The truth didn’t get figured out until after Marvin had passed away. The shock of his death kickstarted her disease into overdrive. They say stress can make things worse and boy did it! Thank goodness for my Step-Aunt Shirley being around at the end of Marvin’s life and during the whole funeral ordeal. I had been kept in the dark for the most part when it came to mom’s problems. Marvin made sure we were involved with a lot of his information and all the legal things to be done pertaining to his dying. We knew that mom was having some difficulties with her memory and word recall but we had no idea of the scope of the issue. During the funeral Mom seemed out of sorts and unable to make any decisions. She was just plain angry at everyone who was involved with making any important decisions. After Marvin had passed away Mom seemed to be depressed most of the time. She did not leave her room much and ate very little.
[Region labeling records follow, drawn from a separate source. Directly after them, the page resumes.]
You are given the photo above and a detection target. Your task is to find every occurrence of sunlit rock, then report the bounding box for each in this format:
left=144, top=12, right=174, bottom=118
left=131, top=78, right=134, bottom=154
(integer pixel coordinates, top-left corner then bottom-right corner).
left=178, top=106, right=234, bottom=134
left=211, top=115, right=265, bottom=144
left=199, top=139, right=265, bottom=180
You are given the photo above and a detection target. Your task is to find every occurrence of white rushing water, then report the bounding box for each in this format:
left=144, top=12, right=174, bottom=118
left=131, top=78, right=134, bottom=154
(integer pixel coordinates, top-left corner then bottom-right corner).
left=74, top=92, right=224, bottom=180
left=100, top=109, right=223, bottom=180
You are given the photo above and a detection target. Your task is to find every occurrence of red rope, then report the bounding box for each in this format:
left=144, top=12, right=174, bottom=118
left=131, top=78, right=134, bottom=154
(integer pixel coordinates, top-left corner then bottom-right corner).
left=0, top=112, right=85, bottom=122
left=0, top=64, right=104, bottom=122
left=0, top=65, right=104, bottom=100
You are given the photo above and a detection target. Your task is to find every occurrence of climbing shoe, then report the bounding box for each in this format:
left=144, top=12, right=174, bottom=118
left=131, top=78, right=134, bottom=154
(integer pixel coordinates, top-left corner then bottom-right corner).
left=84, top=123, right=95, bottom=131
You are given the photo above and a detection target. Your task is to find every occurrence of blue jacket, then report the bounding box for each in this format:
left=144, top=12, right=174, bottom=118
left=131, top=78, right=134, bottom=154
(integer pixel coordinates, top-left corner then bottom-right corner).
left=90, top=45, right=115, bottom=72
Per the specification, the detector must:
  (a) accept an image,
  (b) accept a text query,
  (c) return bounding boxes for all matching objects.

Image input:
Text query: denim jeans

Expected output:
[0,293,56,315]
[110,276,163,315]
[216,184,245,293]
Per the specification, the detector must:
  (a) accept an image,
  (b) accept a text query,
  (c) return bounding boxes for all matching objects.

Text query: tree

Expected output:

Canned beans was her food of choice when she did eat. She was not cooking or really going out of her room. It was all very confusing to me to come over for a planned outing and find that she was still in bed and really had no idea why I was over. I now wonder is she was confused as to who I was even then.

I talked her into getting a dog(BIG MISTAKE) and she seemed very happy with the dog. She however could not figure out the harness or anything else that pertained to Molly’s care. The dog peed all over her room because Mom had come to the decision that taking her outside to pee was mean. I think she was afraid to go outside if it was dark and that she did not want to get dressed to go outside either. I would try explain things so they made  sense to her but she would just get mad at me. Things were just getting stranger by the minute!

So I made my first Mother daughter doctors appointment!